The severity of toxic algae blooms like the one affecting popular Lake Hopatcong could be minimized if more New Jersey towns impose fees on property owners to pay for upgrades that reduce runoff into lakes and rivers, environmentalists say. 

But some of the most ardent critics of a new state law that allows the fees to be collected through local stormwater utilities are legislators who represent communities surrounding Lake Hopatcong and other popular lakes and rivers in northwest New Jersey.

Those legislators are urging towns to reject what they call a "rain tax." They say allowing towns to create their own stormwater utility is another level of government that is unneeded in a state with 565 municipalities and 21 counties.

Supporters of the law say it's irresponsible for legislators to deride a measure that can benefit the communities they represent. The lawmakers say they are being fiscally prudent in a state with the highest property taxes in the nation.

"Not every town needs a stormwater utility, but when you have a problem like the state's biggest lake being closed for swimming it might be something you want to consider," said Chris Sturm, a water policy expert with New Jersey Future, a nonprofit that advocates a balance between economic development and environmental protection.

Nutrients like those from fertilizer and septic tanks carried by runoff are the primary cause of Lake Hopatcong's woes, experts say. The current advisory against swimming and any other contact with the water remained in effect over the July 4th holiday weekend. It could last weeks if the recent weather pattern of short rainstorms followed by warm days continues, experts say. 

The stormwater law signed by Gov. Phil Murphy in March does not impose a wide-ranging tax on a community. It allows towns and counties to establish a utility and impose fees on properties where stormwater easily washes off — a leading cause of local flooding and high levels of pollution in the state's waterways. 

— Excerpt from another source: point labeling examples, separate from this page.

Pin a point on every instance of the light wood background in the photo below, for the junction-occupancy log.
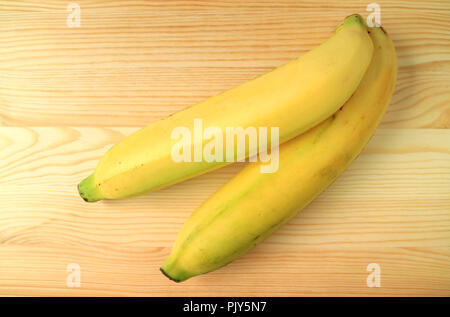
(68, 94)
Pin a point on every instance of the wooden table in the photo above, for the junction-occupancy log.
(67, 94)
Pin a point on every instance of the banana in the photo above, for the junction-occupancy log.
(252, 205)
(294, 97)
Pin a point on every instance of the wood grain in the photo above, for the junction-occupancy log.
(133, 62)
(391, 207)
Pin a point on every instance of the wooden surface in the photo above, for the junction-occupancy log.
(68, 94)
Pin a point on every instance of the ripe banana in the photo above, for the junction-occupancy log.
(294, 97)
(253, 205)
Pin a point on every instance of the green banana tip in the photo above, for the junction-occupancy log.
(87, 190)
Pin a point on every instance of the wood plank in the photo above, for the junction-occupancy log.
(131, 63)
(391, 207)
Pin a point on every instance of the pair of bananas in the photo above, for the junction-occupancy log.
(327, 103)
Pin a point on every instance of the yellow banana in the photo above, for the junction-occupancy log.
(293, 97)
(253, 205)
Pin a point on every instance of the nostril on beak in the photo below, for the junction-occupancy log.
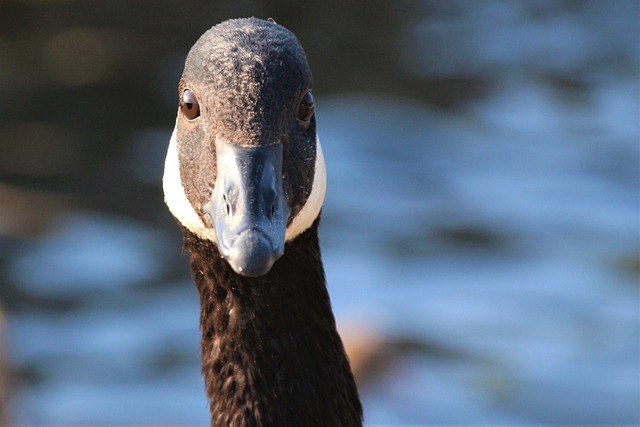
(227, 204)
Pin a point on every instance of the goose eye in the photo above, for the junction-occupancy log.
(189, 105)
(305, 109)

The law gives credits to property owners who install anti-runoff measures like rain barrels, a rain garden or a ditch full of water-soaking vegetation called a bioswale.

Soon after the law took effect, the state Republican Party began urging its members to campaign against it town by town with slogans like, "Taxpayers are getting soaked!"

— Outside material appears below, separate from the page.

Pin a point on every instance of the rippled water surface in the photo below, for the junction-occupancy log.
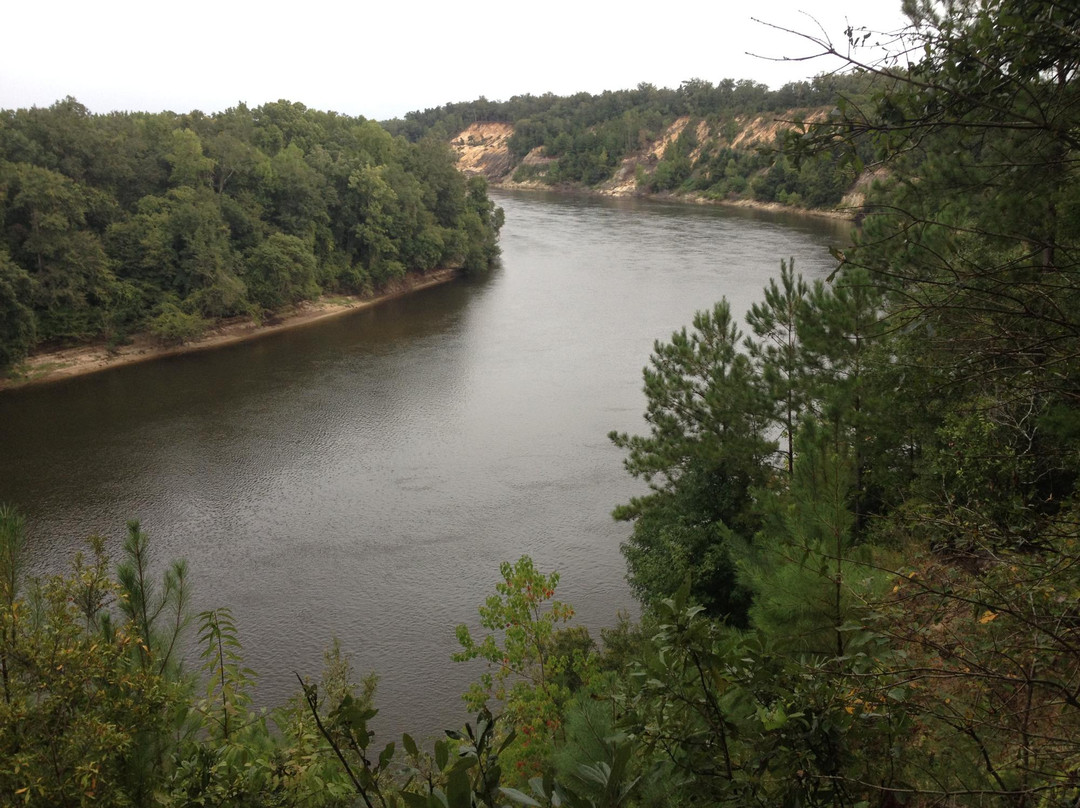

"Communities around the state recognize that, and many municipalities are passing resolutions to ban the rain tax and protect home and business owners," said Doug Steinhardt, chairman of the New Jersey Republican Party.

Among the most vocal critics is Assemblyman Hal Wirths, a Republican whose district covers Lake Hopatcong. While he acknowledges that stormwater runoff is a major environmental problem for lakes and streams in his heavily forested and mountainous district, Wirths said the law is not the answer. 

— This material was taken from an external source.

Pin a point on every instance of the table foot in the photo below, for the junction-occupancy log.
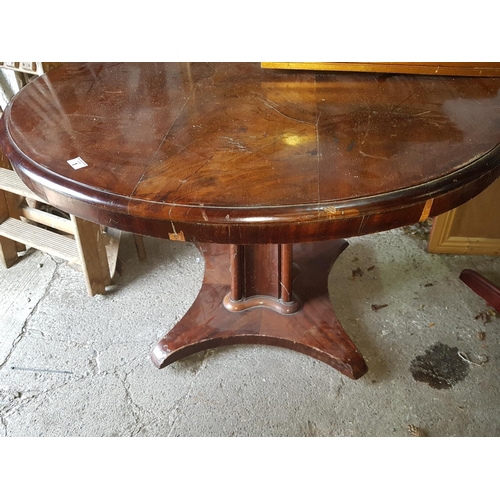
(313, 330)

"You don't need a new bureaucracy and a new tax to deal with this," he said. "We just had the governor sign a $38.7 billion budget and there's no money already in there to use toward runoff solutions?"

Among the towns that have passed resolutions saying they would not create a stormwater utility or impose a fee is Sparta, which sits just northwest of Lake Hopatcong and whose streams feed into the lake. Sparta's resolution, passed by the Township Council late last month, credits Wirths, state Sen. Steve Oroho and Assemblyman Parker Space for their opposition to the law.

Environmentalists say the fees are worth it considering Lake Hopatcong is the largest body of freshwater in New Jersey and a major seasonal economic engine for at least four border towns in Morris and Sussex counties. The algae bloom, first reported on June 27, comes at the worst time of year, when lake use is at its highest. 

"If you own a lake house or have a business on a lake, this is one of the best ways to protect your investment," Elliott Ruga, director of policy for the New Jersey Highlands Coalition environmental group, said of the stormwater fee. 

The state Department of Environmental Protection has advised against any contact with the water in Lake Hopatcong, including swimming, wading or water sports, because exposure to algae, or cyanobacteria, can cause flu-like symptoms, gastroenteritis, respiratory irritation, skin rashes and eye irritation. Long-term consumption of water with cyanobacteria can cause liver and bladder cancer. 

"We have a lake closure due directly to stormwater and the failures over the years to deal with it," said Ed Potosnak, director of the New Jersey League of Conservation Voters, who grew up water-skiing and fishing on Lake Hopatcong. "We now have a tool to really deal with it. We just need the political will to use it."